Machine learning and woody biomasses: Assessing wood chip quality for sustainable energy production
Thomas Gasperini, Volkan Yeşil, Giuseppe Toscano
Abstract
This paper explores the integration of Machine Learning techniques in assessing the quality of wood chips, a key biomass source for sustainable energy production. Biomass, specifically wood chips, plays a critical role in transitioning from fossil fuels, which are the primary contributors to global carbon emissions. Traditional methods of evaluating wood chip quality, such as laboratory analysis for moisture content, ash content, nitrogen levels, and heating value, face limitations due to time constraints and variability in material composition. Machine Learning offers a solution by providing real-time, accurate predictions that can optimize combustion efficiency and reduce environmental impact. This study reviews various Machine Learning models like support vector machines, decision trees, artificial neural networks, and partial least squares regression, which have demonstrated high predictive accuracy for parameters like moisture content and heating value.

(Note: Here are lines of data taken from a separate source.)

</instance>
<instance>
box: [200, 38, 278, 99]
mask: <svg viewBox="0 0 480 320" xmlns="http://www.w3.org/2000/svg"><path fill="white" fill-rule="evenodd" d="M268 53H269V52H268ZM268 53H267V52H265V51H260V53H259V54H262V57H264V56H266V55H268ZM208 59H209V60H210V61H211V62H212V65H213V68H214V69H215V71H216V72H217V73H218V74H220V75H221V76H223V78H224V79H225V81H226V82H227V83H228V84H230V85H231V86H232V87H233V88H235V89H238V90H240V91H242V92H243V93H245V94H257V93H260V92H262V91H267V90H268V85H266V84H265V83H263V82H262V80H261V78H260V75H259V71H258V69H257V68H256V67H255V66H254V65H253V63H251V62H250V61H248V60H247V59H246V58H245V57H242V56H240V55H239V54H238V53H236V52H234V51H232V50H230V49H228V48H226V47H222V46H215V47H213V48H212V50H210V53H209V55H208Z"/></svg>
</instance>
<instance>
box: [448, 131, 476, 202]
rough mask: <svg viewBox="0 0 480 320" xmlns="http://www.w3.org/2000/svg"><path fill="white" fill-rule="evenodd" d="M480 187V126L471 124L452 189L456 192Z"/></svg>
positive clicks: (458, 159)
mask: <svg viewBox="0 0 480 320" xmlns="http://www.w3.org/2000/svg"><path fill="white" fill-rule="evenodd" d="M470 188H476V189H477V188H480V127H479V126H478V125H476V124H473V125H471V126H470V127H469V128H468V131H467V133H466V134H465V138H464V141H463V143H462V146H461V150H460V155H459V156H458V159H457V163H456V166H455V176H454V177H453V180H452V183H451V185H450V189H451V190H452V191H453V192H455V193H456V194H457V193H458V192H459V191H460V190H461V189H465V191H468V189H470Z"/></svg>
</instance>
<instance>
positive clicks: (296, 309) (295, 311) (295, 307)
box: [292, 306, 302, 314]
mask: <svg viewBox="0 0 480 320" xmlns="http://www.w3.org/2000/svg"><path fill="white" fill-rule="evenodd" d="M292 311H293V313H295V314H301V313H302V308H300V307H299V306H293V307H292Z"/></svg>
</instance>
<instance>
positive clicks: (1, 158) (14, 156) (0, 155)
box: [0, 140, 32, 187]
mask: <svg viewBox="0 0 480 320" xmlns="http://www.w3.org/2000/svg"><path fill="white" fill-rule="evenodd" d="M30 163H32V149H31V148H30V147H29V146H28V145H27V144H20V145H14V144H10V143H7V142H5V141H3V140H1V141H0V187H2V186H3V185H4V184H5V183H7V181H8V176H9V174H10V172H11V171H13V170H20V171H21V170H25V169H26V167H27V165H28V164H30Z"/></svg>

However, challenges remain, particularly in predicting nitrogen and trace elements like chlorine and sulfur, due to biomass heterogeneity. The integration of Machine Learning with remote sensing technologies is proposed as a promising avenue for enhancing real-time quality monitoring throughout the wood chip production chain. Future advancements in model refinement and data acquisition are essential for further optimizing biomass as a renewable energy source. • The paper focuses on the integration of machine learning (ML) techniques for assessing the quality of wood chips, a key biomass source for sustainable energy production. • ML offers a promising alternative to wood chip quality assessment by providing accurate predictions to optimize combustion efficiency. • Support vector machines (SVM), artificial neural networks (ANN), and partial least squares regression (PLS), have shown high predictive accuracy for parameters like moisture content and heating value. • Challenges persist in predicting nitrogen and trace elements due to the heterogeneous nature of biomass, suggesting the need for further refinement of these models.